In December 2018, the National Assembly Health Committee gave the MPDB one month to have new, cheaper hospital charges in place. The directive was a follow up on the Committee’s report that  directed Health Cabinet Secretary Sicily Kariuki to revise the current doctor charges based on those developed in 2006.

The charges being referred to are contained in the 2006 Professional Fees Rules and Guidelines backed by the Consumer Federation of Kenya (Cofek).

This means while it currently costs a maximum of Sh5,000 as in general consultation fees as per the 2016 Medical Practitioners and Dentists Rules, the maximum a general practitioner can charge will be Sh2,500 as per the 2006 guidelines.

New proposals

“Cofek proposes that 2016 rates be cut by at least 70 per cent. On the alternative, we propose that the 2006 rates be increased by no more than 20 per cent,” said Cofek Programs Officer Pjorn Muriuki in a statement.

This debate however has not gone down well with doctors, especially those in private practice. Through the Kenya Medical Association (KMA), the medics have vowed not to take part in today’s meeting despite being invited. KMA President Jacqueline Kitulu said the association was willing to discuss broadly on total healthcare costs but not limited to professional fees.

“We consider the ongoing process of reviewing doctors private practice professional fees to be rushed and with inadequate input from the professionals,” said Kitulu.

But Cofek has accused KMA of fighting a losing battle as the National Assembly Health Committee already directed the medical board to revise the doctor fees downwards.
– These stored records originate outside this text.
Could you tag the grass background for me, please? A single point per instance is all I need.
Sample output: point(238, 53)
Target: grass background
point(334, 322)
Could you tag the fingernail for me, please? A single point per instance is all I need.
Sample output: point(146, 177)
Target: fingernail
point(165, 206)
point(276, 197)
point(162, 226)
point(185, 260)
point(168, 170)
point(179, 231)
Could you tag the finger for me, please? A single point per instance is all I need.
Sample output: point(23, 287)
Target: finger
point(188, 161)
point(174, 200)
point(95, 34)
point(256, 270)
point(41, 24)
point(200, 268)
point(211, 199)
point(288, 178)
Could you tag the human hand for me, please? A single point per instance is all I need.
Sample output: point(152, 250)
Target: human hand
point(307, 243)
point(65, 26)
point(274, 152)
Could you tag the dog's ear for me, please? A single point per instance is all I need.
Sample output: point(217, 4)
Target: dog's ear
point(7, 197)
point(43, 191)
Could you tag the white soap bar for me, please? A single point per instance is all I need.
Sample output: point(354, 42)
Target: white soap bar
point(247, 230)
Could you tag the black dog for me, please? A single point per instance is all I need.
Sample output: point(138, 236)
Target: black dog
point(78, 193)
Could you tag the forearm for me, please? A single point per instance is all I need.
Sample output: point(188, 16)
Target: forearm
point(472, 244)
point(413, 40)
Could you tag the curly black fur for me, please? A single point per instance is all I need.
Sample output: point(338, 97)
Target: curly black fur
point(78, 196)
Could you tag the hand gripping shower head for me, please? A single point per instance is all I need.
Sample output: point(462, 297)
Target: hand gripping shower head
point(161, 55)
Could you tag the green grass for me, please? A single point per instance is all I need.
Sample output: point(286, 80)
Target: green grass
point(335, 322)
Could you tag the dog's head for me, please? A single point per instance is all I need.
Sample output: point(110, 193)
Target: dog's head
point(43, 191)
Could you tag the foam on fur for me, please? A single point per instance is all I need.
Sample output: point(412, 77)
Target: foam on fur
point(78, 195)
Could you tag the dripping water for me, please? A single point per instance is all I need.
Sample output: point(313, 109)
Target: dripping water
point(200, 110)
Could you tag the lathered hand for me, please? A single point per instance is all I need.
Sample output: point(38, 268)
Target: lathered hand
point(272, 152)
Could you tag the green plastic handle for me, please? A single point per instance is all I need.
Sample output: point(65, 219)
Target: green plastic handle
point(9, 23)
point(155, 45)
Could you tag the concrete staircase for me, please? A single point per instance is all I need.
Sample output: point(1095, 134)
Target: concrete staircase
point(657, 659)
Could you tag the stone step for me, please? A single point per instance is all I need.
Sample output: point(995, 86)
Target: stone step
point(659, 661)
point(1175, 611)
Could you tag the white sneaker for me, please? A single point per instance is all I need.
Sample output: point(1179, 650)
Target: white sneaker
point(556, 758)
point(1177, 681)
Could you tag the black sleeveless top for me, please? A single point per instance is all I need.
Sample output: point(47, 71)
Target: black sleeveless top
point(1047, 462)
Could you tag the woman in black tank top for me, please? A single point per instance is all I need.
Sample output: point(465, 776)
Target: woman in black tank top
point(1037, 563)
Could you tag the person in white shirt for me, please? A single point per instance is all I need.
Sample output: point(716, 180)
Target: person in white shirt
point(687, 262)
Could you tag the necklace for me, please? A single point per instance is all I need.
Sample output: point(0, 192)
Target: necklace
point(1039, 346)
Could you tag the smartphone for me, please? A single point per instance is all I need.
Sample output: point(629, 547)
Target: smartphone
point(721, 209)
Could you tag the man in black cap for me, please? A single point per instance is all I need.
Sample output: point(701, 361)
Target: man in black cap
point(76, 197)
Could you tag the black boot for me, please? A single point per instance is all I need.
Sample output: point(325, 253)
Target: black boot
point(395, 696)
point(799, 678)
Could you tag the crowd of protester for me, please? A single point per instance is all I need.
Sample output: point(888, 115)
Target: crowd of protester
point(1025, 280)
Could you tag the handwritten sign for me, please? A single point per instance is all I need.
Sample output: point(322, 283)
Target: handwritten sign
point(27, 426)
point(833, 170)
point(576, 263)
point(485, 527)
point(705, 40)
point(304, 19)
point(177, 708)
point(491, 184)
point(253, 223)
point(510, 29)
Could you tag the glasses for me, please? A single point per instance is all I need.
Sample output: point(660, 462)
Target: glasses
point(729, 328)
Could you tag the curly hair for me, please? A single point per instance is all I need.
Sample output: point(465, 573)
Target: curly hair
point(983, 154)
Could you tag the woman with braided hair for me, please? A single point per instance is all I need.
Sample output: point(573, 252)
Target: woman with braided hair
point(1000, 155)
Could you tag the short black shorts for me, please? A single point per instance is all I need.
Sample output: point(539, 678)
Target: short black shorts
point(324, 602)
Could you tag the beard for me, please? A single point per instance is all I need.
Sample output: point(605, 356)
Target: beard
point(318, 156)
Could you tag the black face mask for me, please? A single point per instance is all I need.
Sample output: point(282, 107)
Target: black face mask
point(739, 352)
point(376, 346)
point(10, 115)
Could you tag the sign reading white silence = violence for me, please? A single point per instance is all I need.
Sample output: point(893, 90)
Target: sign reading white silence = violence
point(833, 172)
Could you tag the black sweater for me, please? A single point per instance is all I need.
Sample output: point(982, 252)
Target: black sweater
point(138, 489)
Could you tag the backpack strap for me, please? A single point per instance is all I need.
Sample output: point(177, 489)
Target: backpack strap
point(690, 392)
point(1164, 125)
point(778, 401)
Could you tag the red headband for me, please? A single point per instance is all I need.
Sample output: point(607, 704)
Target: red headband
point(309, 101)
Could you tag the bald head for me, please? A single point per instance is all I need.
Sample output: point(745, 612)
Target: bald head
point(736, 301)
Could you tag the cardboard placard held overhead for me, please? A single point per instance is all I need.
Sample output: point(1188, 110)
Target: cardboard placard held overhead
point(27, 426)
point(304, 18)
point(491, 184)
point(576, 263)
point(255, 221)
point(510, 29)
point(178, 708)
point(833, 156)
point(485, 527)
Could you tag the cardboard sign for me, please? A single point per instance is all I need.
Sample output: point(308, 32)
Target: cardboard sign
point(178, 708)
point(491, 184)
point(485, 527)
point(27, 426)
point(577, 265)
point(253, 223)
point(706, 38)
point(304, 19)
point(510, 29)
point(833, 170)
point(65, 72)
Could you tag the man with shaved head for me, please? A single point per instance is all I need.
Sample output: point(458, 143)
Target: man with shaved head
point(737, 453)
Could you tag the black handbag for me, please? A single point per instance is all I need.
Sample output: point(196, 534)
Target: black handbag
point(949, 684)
The  federation said medics should engage soberly in the debate.

“You are aware that medical bills are a scare to many families. We need to lower the cost of medication, at all costs,” he said.

The current charges, as per the 2016 guidelines, have set a minimum of Sh3,600 and a maximum of Sh7,000 to see a specialist.

However, in the 2006 guidelines set the minimum at Sh2,000 and a maximum of Sh4,000.

To have a colostomy surgery-which is a procedure used to bypass stool from the large intestine will cost a patient up to Sh90,000 is the 2016 guidelines are adopted. According to the 2006 guidelines, the price has been capped at Sh40,000.

Patient's death

The debate on hospital charges was fueled by an incident in April 2018 where a family of, Matilda Anyango, was slapped with a medical bill of Sh858,000 after a 12 hour stay at a private Hospital in Nairobi. She died.

National Assembly Health Committee later summoned the hospital's management to explain the bill. The hospital justified the bill, saying Ms Anyango's stab wound required complex procedures.

Families have been impoverished by huge medical bills for which hospitals subject them to more pain even after losing their loved ones by detaining bodies until all bills are cleared.

The inquiry by parliament into the cost of healthcare was informed by a report released by the Ethics and Anti-Corruption (EACC) in August 2018 detailing just how hospitals are fleecing patients.

According to the report, some hospitals increased charges for some medical procedures and drugs by up to 5,000 per cent more than the procurement price, especially for patients with medical insurance.